The Public Accountability Initiative reports major developers in the city of Buffalo have abused the 485-a program saving over $63 million in property taxes.
For much of the 90’s and early 2000’s Buffalo was home to many commercial buildings with high vacancy rates. The 485-a program was designed to take vacant and underutilized commercial buildings in downtown areas and transform them in to vibrant mix use buildings to include both residential and retail spaces.
Buffalo opted in to using the project in 2002 and for a while Assemblyman Sean Ryan said, it was used to the benefit of the city.
“The Hotel Lafayette is a great example of how this program can be used to positively impact the community,” said Ryan. “What had been an underutilized eye sore in downtown Buffalo is now a vibrant mix use building. It’s got everything in there. Hotels, apartments, banquet halls, shops.”
But in 2015, applicants for the tax break rose from 3 to 19. The report done by the PAI indicates as of May 2018, 89 different properties in Buffalo had been awarded 485-a exemptions, more than any other city in the state.
Ryan said after projects are approved, there is little or no oversight to ensure that they are complying with the intent of the statute. The largest user of this is the One Canalside Building downtown.
“It’s home to restaurants, a hotel, and a lot of office space. But guess what else is tucked in there? One small apartment unit,” said Ryan. “That one apartment building in the eight story building in the eight-story building is set to cost tax payers and net the owner 620,000 per year. $5.9 million dollars over the lifetime of the program. All for one 900-square foot apartment building”
Ryan said it has morphed in to a program that subsidizes brand new buildings.

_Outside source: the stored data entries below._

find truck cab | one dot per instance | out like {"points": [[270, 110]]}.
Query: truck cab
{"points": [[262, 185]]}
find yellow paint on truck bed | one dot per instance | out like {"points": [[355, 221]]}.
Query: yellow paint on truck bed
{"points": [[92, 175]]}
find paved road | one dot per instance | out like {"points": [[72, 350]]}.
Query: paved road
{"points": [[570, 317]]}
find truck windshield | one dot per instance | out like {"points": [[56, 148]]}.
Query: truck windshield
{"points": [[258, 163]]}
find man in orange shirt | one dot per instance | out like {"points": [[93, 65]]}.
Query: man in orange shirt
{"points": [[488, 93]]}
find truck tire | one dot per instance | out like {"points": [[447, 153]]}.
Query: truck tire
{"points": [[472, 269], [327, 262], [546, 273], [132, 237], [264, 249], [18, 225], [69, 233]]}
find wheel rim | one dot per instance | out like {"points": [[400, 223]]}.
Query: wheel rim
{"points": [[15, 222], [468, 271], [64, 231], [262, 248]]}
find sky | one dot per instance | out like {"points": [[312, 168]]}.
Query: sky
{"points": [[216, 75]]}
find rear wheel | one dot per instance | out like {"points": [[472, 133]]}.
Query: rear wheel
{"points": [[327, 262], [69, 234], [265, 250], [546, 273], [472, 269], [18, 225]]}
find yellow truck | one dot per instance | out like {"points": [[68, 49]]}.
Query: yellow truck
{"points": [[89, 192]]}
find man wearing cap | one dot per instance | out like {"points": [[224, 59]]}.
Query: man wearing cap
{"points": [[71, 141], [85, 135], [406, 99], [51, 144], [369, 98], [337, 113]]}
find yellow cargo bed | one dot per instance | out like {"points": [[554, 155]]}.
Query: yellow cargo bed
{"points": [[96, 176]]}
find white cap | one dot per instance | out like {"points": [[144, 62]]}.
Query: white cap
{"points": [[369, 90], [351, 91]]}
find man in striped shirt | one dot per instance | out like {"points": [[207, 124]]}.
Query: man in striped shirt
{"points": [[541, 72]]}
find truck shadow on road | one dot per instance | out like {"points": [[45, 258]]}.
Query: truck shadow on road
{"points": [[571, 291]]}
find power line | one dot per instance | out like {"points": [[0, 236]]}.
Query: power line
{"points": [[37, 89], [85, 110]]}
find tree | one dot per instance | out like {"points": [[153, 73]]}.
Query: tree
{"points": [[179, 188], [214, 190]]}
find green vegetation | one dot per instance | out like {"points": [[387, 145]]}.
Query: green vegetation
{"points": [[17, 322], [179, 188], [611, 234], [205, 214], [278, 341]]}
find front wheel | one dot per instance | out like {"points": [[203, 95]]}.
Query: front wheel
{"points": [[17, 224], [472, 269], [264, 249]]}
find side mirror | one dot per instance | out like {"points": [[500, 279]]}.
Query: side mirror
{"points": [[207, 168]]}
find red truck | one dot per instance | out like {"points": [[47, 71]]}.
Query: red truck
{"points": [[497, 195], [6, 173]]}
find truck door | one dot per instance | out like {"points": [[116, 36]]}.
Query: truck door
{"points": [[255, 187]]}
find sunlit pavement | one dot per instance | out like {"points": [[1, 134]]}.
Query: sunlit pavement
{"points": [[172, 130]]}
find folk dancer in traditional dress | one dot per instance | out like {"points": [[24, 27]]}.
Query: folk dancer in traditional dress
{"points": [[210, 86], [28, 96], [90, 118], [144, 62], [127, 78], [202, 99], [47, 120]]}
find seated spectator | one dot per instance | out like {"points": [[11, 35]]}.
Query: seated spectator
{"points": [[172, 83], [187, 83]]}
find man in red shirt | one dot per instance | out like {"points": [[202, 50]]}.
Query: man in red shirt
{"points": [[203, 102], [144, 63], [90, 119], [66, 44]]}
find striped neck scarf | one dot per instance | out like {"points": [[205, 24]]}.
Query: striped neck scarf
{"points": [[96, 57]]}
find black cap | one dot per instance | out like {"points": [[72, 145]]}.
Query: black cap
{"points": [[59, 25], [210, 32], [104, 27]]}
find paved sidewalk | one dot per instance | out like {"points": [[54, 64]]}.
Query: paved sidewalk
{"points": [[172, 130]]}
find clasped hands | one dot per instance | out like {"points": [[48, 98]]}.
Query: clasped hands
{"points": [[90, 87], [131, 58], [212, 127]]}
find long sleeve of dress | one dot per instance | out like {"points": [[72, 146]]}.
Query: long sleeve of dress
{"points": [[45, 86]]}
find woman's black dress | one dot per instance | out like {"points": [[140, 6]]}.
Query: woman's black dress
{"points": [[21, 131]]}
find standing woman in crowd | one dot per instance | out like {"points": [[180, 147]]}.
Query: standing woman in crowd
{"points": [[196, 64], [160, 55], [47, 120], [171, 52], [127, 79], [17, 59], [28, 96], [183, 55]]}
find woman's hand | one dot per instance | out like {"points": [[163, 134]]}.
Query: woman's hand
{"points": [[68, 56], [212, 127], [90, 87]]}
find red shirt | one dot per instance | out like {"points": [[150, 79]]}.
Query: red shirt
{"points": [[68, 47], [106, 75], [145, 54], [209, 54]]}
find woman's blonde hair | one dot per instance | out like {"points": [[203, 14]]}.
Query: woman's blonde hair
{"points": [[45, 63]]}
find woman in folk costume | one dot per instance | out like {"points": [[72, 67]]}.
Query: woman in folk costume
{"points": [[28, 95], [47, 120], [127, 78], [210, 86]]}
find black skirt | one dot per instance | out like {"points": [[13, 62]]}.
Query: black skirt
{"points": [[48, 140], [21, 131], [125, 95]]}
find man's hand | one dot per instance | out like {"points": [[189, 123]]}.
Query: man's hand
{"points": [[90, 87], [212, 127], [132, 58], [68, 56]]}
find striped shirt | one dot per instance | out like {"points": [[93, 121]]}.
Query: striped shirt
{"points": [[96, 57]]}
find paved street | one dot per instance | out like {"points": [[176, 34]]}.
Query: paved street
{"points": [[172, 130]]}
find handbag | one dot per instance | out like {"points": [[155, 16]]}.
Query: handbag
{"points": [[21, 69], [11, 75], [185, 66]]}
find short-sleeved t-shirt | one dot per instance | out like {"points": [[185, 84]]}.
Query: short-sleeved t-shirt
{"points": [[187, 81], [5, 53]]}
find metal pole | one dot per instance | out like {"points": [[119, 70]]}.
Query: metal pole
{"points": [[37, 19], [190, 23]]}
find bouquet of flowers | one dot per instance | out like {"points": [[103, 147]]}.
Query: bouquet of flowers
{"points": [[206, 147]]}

“This is not what was intended,” said Ryan. “There’s a new building at 301 Ohio Street that was built on a piece of empty land. That land had been owned by the same developer for well over a decade. Now that developer will avoid paying $118,000 in city taxes for that property per year.”
That developer is Ellicott Development. According to the PAI report, they have 16 exemptions worth $9.5 million. Ryan said these projects are largely being used to subsidize luxury housing.
“The average apartment in the city of Buffalo rents for $799. The lowest rent we could find for a program that gets the tax payer subsidy is $1100 a month. That’s the lowest rent,” said Ryan. “But guess what? That’s 45% higher than the average fair market rent. We all know that most of those apartments are renting for way more than $1100.”
The PAI also reported similar abuse of the program in Albany and Syracuse and recommends the state repeals the law or that Buffalo opts out of it. So are these developers not in compliance or is it a loophole? Ryan said it’s in the eye of the creator to figure that one out.
“It’s clear that municipalities across the state have widely opened the eligibility for this program. Things that should not be eligible are now eligible,” he said.